The efficacy against microorganisms clen marked with #, was shown for less than 10 infections in each nosological group.

Contraindications
: Hypersensitivity to beta-lactam antibiotics (including penicillins and cephalosporins) .Preparat contraindicated in premature babies with impaired renal function.

Precautions
Very rarely reported of hypokalemia during treatment with the drug. Therefore, caution should be exercised when administered to patients with an imbalance of electrolytes and fluids. It recommended periodic monitoring of potassium serum levels in patients receiving long-term medication. In some patients, the treatment timentin observed a moderate increase in alanine aminotransferase and aspartate. In this regard, patients with severe hepatic impairment Timentin function should be used with caution.

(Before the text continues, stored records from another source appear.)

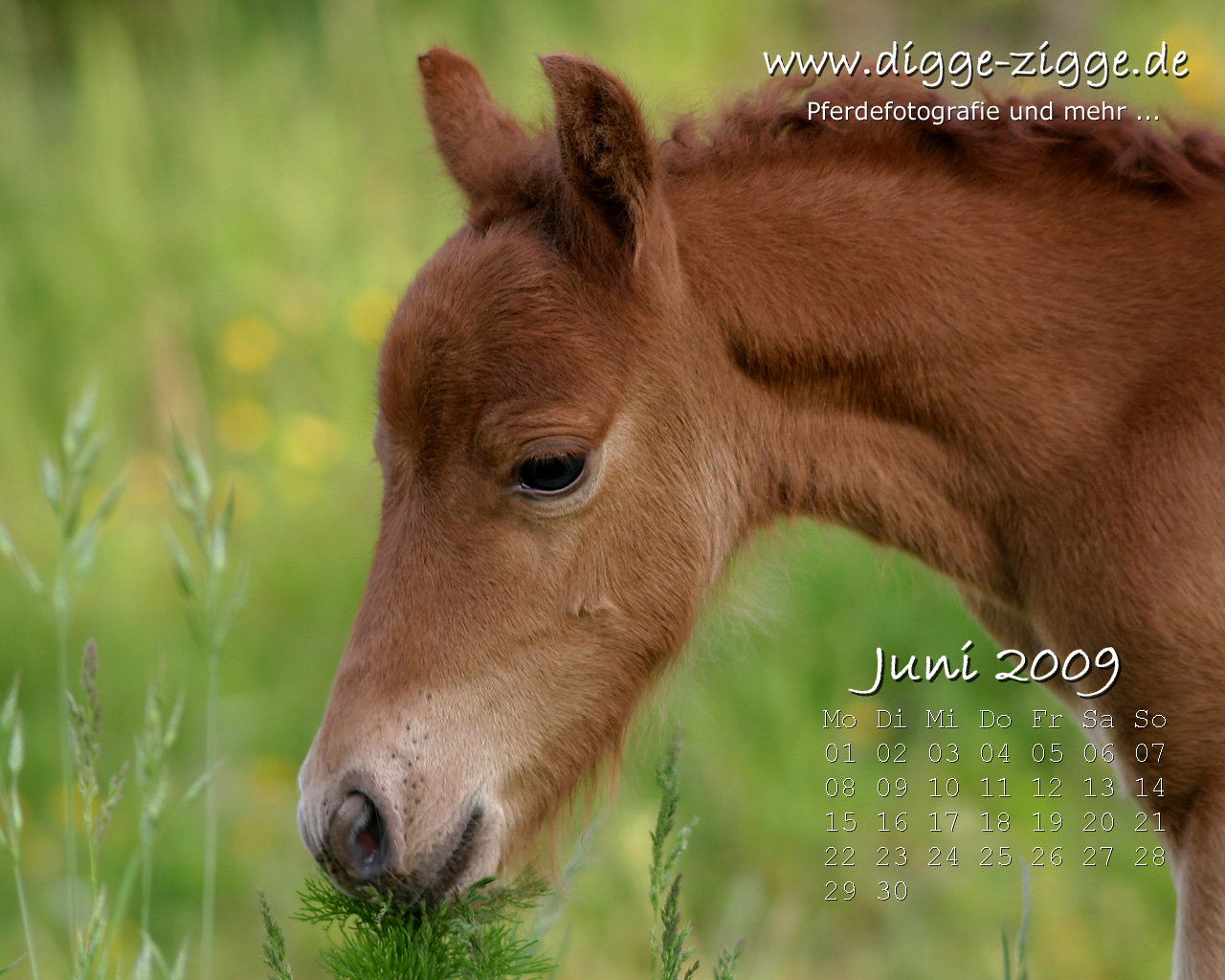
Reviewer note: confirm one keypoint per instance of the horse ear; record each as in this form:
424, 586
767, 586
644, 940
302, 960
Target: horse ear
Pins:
605, 149
477, 139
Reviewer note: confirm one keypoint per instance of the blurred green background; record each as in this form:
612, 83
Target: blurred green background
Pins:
211, 207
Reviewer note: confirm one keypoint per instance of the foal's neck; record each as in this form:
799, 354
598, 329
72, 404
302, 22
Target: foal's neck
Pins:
924, 360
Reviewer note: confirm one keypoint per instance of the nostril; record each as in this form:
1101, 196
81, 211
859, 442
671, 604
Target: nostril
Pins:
358, 831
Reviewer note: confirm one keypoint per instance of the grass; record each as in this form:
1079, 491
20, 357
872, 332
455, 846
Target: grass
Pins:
480, 935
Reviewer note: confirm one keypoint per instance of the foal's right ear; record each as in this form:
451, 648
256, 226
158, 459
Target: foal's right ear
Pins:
478, 140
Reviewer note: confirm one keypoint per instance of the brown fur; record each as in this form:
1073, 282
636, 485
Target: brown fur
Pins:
997, 346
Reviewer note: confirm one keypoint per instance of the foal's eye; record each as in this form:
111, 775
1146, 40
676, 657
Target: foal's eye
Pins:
551, 472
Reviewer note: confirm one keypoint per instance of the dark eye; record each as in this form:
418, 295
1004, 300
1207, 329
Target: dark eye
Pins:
551, 472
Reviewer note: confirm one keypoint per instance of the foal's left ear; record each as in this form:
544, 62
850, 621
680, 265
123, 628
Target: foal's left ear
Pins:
605, 149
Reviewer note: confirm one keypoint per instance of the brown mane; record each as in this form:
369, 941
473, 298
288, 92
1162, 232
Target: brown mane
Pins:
1184, 162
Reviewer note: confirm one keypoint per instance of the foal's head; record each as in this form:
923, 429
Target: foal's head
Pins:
551, 511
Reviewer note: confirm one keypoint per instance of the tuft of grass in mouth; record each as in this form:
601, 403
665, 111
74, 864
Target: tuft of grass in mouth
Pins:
479, 935
476, 935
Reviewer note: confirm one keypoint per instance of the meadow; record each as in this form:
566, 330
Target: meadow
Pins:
209, 210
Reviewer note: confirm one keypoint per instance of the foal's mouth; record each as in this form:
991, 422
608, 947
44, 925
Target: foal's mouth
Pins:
459, 858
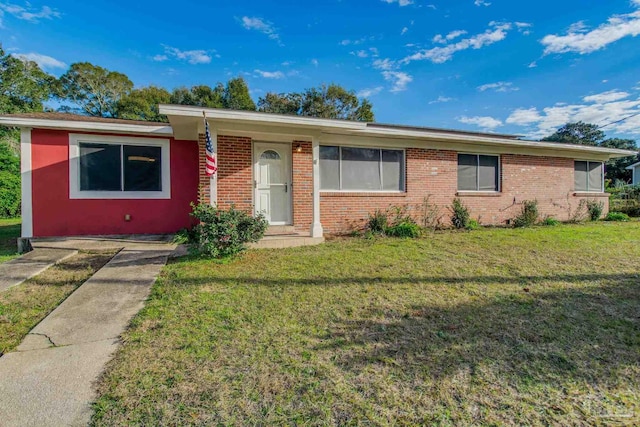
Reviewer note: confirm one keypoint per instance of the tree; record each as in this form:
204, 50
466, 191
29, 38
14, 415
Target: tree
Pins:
200, 95
329, 102
578, 133
236, 95
95, 90
24, 88
142, 104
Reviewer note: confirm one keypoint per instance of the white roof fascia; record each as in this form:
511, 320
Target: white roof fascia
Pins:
258, 118
633, 166
89, 126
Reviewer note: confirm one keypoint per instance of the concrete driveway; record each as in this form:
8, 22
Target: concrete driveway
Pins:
50, 379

pregnancy and lactation Pregnancy Studies in animals have teratogenic effects of the drug were found. There are limited data on its use during pregnancy. The decision on the appointment of the drug during pregnancy should be taken with extreme caution. In this regard, the appointment of timentin pregnant women physician should carefully weigh the potential benefits and potential risks associated with the use of this drug.

Lactation
Timentin can be given during lactation, but taking into account that trace amounts of the drug passes into breast milk, it is necessary to take into account the risk of sensitization in the newborn.

Dosing and Administration
Timentin administered intravenously:. Jet slowly (over 3-4 minutes) or drip (for 20-30 minutes)
intervals between infusions should be at least 4 hours.
Treatment should continue for 48-72 hours after the disappearance clinical symptoms.

SIDE EFFECTS Reactions giperchuvstvitelyyusti Skin rash, itching, hives, anaphylactic reactions. Very rare – bullous reactions (including erythema multiforme, Stevens-Johnson syndrome, toxic epidermal necrolysis). When clen all reactions giperchuvstvitelyyusti timentin use should be discontinued.